Rien de bien nouveau finalement dans cette tactique de mobilisation. De tout temps, pandémies, catastrophes et autres périodes particulièrement dures pour l’humanité, ont été décrites sur un ton martial usant d’une rhétorique de guerre. Et, tout comme les réponses aux fléaux ont pu évoluer avec les progrès scientifiques, les conséquences de la guerre, elles, ont été atténuées avec le développement progressif du droit des conflits armés, le droit international humanitaire.

Ne pas confondre pandémie avec conflit armé

Malheureusement, l’allègement des souffrances que le droit international humanitaire apporte en cherchant à limiter les effets des conflits armés ne correspond pas au récit d’une « guerre totale » contre l’ennemi sans visage de COVID-19.

Comme l’écrivait en 1989 Susan Sontag dans son livre, « La Maladie comme métaphore : le sida et ses métaphores », « faire la guerre est l’une des rares activités où les gens ne disposent pas d’un point de vue « réaliste » ; c’est-à-dire tenant compte des dépenses et des résultats pratiques. Dans une guerre totale, les dépenses sont généralisées, imprudentes… une urgence dans laquelle aucun sacrifice n’est excessif ».

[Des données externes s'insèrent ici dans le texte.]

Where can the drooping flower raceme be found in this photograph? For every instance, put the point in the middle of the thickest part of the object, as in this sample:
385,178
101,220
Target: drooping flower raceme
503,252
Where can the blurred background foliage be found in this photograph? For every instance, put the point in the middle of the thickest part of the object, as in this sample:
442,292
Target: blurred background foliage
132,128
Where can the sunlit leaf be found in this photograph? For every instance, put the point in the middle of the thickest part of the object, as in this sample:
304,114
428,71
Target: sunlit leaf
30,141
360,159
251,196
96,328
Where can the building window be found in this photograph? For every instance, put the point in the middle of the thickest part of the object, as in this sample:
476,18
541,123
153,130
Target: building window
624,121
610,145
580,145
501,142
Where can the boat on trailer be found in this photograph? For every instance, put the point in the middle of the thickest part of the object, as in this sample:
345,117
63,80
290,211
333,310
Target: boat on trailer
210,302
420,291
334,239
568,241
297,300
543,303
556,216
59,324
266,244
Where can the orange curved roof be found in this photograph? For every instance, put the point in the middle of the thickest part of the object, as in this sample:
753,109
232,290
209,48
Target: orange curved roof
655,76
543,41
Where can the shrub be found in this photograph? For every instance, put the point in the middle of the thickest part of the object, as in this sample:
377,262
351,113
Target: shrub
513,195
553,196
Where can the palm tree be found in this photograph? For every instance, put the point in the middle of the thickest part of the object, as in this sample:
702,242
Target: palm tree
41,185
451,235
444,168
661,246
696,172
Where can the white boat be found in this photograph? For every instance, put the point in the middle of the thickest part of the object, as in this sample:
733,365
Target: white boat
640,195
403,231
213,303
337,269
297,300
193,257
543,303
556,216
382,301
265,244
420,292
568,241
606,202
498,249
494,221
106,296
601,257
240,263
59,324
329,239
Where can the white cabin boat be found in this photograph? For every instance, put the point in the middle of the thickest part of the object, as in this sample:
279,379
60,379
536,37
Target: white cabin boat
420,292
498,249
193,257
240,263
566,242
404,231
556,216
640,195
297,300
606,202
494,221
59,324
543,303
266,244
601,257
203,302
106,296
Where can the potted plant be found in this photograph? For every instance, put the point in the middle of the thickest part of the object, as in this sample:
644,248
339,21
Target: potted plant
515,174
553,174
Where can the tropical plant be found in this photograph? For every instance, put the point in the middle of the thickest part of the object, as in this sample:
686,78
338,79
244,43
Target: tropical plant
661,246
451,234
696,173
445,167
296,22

Je ne peux pas rester serein tant que coulent des fleuves d’encre décrivant cette guerre contre un ennemi invisible. En tant que responsable du plaidoyer humanitaire de la Croix-Rouge italienne et en tant que membre du Mouvement international de la Croix-Rouge et du Croissant-Rouge, mon travail consiste à diffuser le droit international humanitaire, à défendre son respect.

Respecter la mission médicale dans les conflits armés

En parallèle, le Mouvement international de la Croix-Rouge et du Croissant-Rouge continue de promouvoir la campagne « Les soins de santé en danger » réaffirmant la neutralité et la protection des personnels de santé dans les conflits armés.

Les journaux rapportent régulièrement que des médecins, des infirmiers ou encore des volontaires perdent la vie en conséquence naturelle de leur mission opérée «en première ligne». Le virus est considéré comme un ennemi et il n’y a pas de limites pour l’éradiquer.

Cette narration sensationnaliste – dans laquelle la guerre n’a pas de règles, les agents de santé sont des cibles légitimes et tous les moyens ou méthodes peuvent être utilisés contre l’ennemi – affectera notre capacité à renforcer le respect de l’état de droit dans les conflits armés.

Préférer la rhétorique d’Henry Dunant : Tutti Fratelli !

Selon les lois de la guerre, les travailleurs de santé sont protégés, le droit de choisir des moyens et des méthodes de guerre n’est pas illimité et « tout le monde, même l’ennemi, doit être considéré comme un être humain et protégé« .

Détourner le langage du conflit pour endiguer une pandémie peut, à long terme, affecter les préceptes de la conscience publique en temps de paix comme en temps de guerre et, en fin de compte, notre capacité à servir notre mission de protéger la dignité humaine.

Dans « Un souvenir de Solférino » (NdT en 1862), Henry Dunant décrit en détails les actes d’affection des femmes et des hommes tentant d’atténuer les souffrances des combattants blessés, indistinctement, quelle que soit leur nationalité.

Si Dunant visitait à nouveau Brescia ou Milan – certaines des villes italiennes les plus touchées par COVID-19 – il renouerait avec l’inspiration tragique qui lui fit crier à Castiglione : Tutti fratelli ! Tous frères !

Décideurs et journalistes devraient prendre cela comme un signal, s’engager dans un internationalisme de solidarité et laisser la rhétorique guerrière aux véritables lignes de front.